Mit seiner Vergütung stößt Busch in die Riege der Spitzenverdiener im Dax vor. Im Vorjahr war er nur auf dem siebten Rang gelandet, obwohl Siemens nach dem Softwarekonzern SAP das Dax-Unternehmen mit der zweithöchsten Bewertung ist. Der Börsenwert liegt derzeit bei 183 Milliarden Euro, während SAP 255 Milliarden Euro schwer ist. Der Aktienkurs von Siemens hatte bis Mitte November deutlich auf ein Rekordhoch von 250 Euro zugelegt.
Nach der Vorstellung der neuen Strategie als „One Tech Company“ und der Zahlen 2024/25 mit einem Rekordgewinn von 10,4 Milliarden Euro trat aber eine deutliche Kurskorrektur bis auf weniger als 220 Euro ein.
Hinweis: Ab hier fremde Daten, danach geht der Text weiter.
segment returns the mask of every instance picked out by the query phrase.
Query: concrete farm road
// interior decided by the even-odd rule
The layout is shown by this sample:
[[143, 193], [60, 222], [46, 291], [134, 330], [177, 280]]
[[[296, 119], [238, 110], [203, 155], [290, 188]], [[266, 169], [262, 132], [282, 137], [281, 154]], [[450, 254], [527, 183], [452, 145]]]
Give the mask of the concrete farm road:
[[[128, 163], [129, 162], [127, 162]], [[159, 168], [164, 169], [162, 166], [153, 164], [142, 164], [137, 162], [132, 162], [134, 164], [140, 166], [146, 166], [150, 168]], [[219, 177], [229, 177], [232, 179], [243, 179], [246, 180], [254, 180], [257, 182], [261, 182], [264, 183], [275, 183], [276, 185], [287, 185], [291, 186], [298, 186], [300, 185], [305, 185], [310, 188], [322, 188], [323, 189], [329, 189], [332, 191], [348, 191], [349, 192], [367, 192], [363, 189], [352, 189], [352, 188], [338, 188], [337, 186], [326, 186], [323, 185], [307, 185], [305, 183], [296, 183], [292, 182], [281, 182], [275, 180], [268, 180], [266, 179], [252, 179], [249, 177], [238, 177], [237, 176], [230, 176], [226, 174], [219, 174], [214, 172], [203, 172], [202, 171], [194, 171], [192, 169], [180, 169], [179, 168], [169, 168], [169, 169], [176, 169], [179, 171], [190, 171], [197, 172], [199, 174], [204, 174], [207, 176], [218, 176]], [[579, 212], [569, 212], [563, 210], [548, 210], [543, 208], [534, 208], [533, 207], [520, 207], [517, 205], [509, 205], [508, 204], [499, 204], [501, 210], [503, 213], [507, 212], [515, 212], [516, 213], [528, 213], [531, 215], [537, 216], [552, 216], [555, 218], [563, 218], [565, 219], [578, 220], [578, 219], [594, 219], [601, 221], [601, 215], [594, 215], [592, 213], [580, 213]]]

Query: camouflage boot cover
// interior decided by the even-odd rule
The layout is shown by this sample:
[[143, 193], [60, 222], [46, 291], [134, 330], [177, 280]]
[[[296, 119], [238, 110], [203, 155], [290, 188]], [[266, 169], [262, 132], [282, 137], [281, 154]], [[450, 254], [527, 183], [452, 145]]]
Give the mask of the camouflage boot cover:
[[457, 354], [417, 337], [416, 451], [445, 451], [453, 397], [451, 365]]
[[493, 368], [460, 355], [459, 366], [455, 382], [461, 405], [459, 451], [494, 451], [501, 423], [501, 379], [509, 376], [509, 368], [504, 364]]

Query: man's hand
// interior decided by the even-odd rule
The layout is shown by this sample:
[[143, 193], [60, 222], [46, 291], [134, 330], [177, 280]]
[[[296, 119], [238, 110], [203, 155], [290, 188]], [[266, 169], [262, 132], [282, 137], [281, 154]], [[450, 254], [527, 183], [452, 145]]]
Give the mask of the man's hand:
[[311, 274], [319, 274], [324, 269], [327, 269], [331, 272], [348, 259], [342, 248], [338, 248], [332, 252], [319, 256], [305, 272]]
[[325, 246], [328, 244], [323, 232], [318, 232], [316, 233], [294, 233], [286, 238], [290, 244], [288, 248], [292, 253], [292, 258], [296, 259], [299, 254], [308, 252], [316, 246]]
Inzwischen hat sich der Kurs wieder etwas stabilisiert und lag am Mittwochnachmittag mit 229 Euro um gut ein Fünftel höher als Anfang des Jahres.
Wiese erhält die zweithöchste Vergütung
Im Siemens-Vorstand verdiente im zurückliegenden Geschäftsjahr die für Personal zuständige Judith Wiese mit 9,1 Millionen Euro am zweitbesten. Ihre Vergütung hat sich verdreifacht, was ebenfalls an den Aktienzusagen lag. Diese machen bei ihr 5,8 Millionen Euro aus, nachdem Wiese im Vorjahr keine erhalten hatte. Die dritthöchste Vergütung erhielt Finanzvorstand Ralf Thomas, der im kommenden Jahr in den Ruhestand treten wird. Er kommt auf 7,8 Millionen Euro nach 7,2 Millionen Euro im Vorjahr.
Einen Gehaltssprung von zwölf Prozent machte Bernd Montag, Vorstandsvorsitzender von Siemens Healthineers. Er kommt auf eine Gesamtvergütung von 7,4 Millionen Euro. Der Siemens-Konzern will seine Mehrheitsbeteiligung an Healthineers mittelfristig von derzeit noch 67 Prozent auf eine Finanzbeteiligung von weniger als 20 Prozent reduzieren. Die Siemens-Aktionäre sollen 30 Prozent der Healthineers-Aktien erhalten.
Nach dem am Mittwoch veröffentlichten Geschäftsbericht hat Siemens im Geschäftsjahr 2024/25 sieben Prozent seiner Healthineers-Aktien verkauft und damit 3,7 Milliarden Euro erlöst. Die Beteiligung am Energietechnikkonzern Siemens Energy wurde von 17 auf zehn Prozent reduziert. Verkaufserlös lag bei 2,75 Milliarden Euro.